Note that the essay considered abnormal return and signal based on a longer period of time for academic purpose, in here we simply find out signal based on the daily return of S&P500 and VIX, so in case of more than 2 days co-movement, signal will be recorded more than once, thus two or more trades will be conducted and partly overlapped.
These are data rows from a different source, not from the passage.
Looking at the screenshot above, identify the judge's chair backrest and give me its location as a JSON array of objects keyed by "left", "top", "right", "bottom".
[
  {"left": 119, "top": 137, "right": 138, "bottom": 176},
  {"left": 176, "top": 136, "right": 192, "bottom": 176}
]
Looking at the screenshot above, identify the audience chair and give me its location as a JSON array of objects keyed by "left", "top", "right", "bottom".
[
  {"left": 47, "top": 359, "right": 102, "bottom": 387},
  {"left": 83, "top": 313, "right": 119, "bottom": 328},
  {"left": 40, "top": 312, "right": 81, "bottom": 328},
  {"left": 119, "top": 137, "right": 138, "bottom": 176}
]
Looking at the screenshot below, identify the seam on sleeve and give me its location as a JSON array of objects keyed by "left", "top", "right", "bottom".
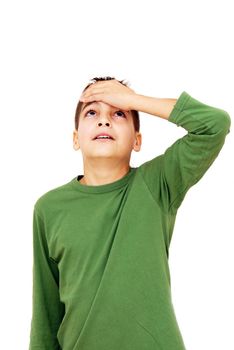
[{"left": 139, "top": 163, "right": 168, "bottom": 214}]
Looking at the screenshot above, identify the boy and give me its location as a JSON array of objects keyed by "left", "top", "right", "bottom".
[{"left": 30, "top": 77, "right": 231, "bottom": 350}]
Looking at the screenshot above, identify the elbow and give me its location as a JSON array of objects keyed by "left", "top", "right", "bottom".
[{"left": 216, "top": 109, "right": 231, "bottom": 135}]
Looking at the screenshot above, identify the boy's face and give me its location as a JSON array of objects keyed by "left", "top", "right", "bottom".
[{"left": 73, "top": 101, "right": 141, "bottom": 163}]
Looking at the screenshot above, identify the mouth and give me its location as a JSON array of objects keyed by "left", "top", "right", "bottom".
[{"left": 93, "top": 138, "right": 114, "bottom": 142}]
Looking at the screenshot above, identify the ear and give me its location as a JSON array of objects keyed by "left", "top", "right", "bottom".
[{"left": 73, "top": 130, "right": 80, "bottom": 151}]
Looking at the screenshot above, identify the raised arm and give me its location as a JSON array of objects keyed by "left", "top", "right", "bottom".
[{"left": 139, "top": 91, "right": 231, "bottom": 212}]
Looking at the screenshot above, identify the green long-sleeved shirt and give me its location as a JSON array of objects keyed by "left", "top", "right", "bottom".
[{"left": 29, "top": 91, "right": 231, "bottom": 350}]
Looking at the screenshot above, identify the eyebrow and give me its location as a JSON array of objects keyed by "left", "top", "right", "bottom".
[
  {"left": 81, "top": 101, "right": 98, "bottom": 111},
  {"left": 81, "top": 101, "right": 130, "bottom": 114}
]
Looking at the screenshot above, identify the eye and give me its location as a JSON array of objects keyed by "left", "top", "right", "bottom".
[
  {"left": 85, "top": 109, "right": 96, "bottom": 115},
  {"left": 116, "top": 111, "right": 126, "bottom": 118},
  {"left": 85, "top": 109, "right": 126, "bottom": 118}
]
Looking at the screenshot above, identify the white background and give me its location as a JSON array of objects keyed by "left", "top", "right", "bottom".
[{"left": 0, "top": 0, "right": 234, "bottom": 350}]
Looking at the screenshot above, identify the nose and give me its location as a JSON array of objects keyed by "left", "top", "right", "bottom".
[{"left": 98, "top": 122, "right": 110, "bottom": 126}]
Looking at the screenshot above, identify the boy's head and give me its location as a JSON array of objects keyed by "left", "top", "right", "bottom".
[{"left": 73, "top": 77, "right": 141, "bottom": 164}]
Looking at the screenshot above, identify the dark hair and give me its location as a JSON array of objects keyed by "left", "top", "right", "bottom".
[{"left": 75, "top": 77, "right": 140, "bottom": 132}]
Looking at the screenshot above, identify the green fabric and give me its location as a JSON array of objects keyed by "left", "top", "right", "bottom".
[{"left": 29, "top": 91, "right": 231, "bottom": 350}]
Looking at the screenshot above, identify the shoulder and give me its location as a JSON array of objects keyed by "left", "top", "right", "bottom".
[{"left": 34, "top": 178, "right": 74, "bottom": 217}]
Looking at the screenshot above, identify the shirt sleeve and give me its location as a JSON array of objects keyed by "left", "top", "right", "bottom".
[
  {"left": 29, "top": 208, "right": 64, "bottom": 350},
  {"left": 138, "top": 91, "right": 231, "bottom": 213}
]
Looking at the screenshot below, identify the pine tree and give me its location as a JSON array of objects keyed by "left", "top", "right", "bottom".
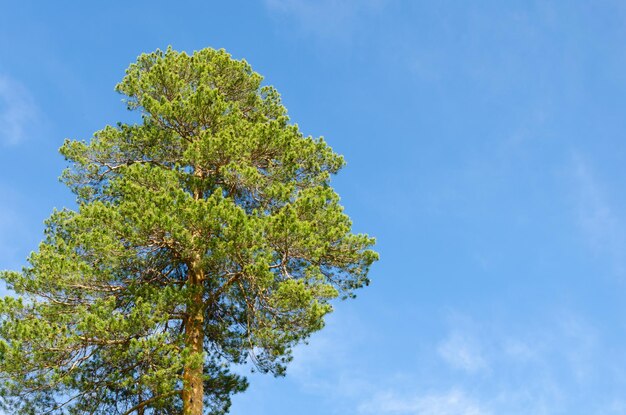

But in the essay the writer did remove the overlapping situation.

In [1]:
#load the data and combine into one dataframe for analysis
import os
import requests
import pandas as pd
import yfinance as yf
import warnings
warnings.filterwarnings("ignore")
import numpy as np

def load_data(symbol):
    direc = 'data/'
    os.makedirs(direc, exist_ok=True)
    file_name = os.path.join(direc, symbol + '.csv')
    if not os.path.exists(file_name):
        ticker = yf.Ticker(symbol)
        df = ticker.history(start='2000-01-02', end='2024-05-31')
        df.to_csv(file_name)

    df = pd.read_csv(file_name, index_col=0)
    df.index = pd.to_datetime(df.index, utc=True).tz_convert('US/Eastern')

    if len(df) == 0:
        os.remove(file_name)
        return None
    return df
tickers=["^GSPC","^VIX"]
data=pd.DataFrame()
ticker_with_data = []
for symbol in tickers:
    df = load_data(symbol)
    df = df.resample('D').agg({
        'Open': 'first',
        'Close': 'first'
    })
    df=df.dropna()
    df["same_day_return"]=df["Close"]/df["Open"] -1
    df["next_day_return"]=df["same_day_return"].shift(-1)
    df1=df[["same_day_return","next_day_return"]]
    df1.columns=[f'{col}_{symbol}' for col in df1.columns]
    data=pd.concat([data,df1],axis=1)


Now we will try to backtest such signal:

After the signal, we first short 2 days S&P500 and then long two days S&P500

In [2]:

data["signal"]=0
testing=pd.DataFrame()
acc_return=0
count=0
return_mean=[]
ret=0
for a in range(len(data)-1):
    if (data["same_day_return_^GSPC"][a] >0) & (data["same_day_return_^GSPC"][a] >0) & (data["same_day_return_^GSPC"][a+1] >0) & (data["same_day_return_^GSPC"][a+1] >0):
        data["signal"][a+1]=1
        testing=pd.concat([testing,data[a:a+5]],ignore_index=True)
        ret+=(-data["next_day_return_^GSPC"][a+1:a+3]).sum() + (data["next_day_return_^GSPC"][a+3:a+5]).sum()
        acc_return+=ret
        count+=1
        return_mean.append(ret)
display(testing)
risk=np.std(return_mean)
sharpe=np.mean(return_mean)/risk*np.sqrt(50) 
print("Return: ", acc_return)
print("Sharpe ratio: ",sharpe)
print("Count of trades: ", count)
print("")

Unnamed: 0,same_day_return_^GSPC,next_day_return_^GSPC,same_day_return_^VIX,next_day_return_^VIX,signal
0,0.001922,0.000956,-0.056111,-0.035607,0
1,0.000956,0.027090,-0.035607,-0.136038,1
2,0.027090,0.011190,-0.136038,-0.008223,0
3,0.011190,-0.013063,-0.008223,0.023658,0
4,-0.013063,-0.004386,0.023658,-0.009111,0
...,...,...,...,...,...
8400,0.000524,0.004288,-0.009780,-0.035772,1
8401,0.004288,-0.002307,-0.035772,0.019917,1
8402,-0.002307,-0.013561,0.019917,0.107546,0
8403,-0.013561,0.004406,0.107546,-0.072317,0


Return:  795.9851723351846
Sharpe ratio:  14.510522483551217
Count of trades:  1681


From that we can produce similar results using such strategy, but:

1. We ignore risk free rate and transcation cost, and thus we have a higher than normal sharpe ratio.
2. We have much more signal and thus much more trades, thus in reality we will have much lower return.
3. More research is required to find out the better combo of days of shorting and longing S&P500.
4. How to deal with overlapping signal? Do more separate trades like here? Or continute the existing one or something else?
5. We may also consider longer days of co-movement.
6. Over time S&P500 is bullish, that signal might be able to capture short term corrections. But what if the US stock bullish market end?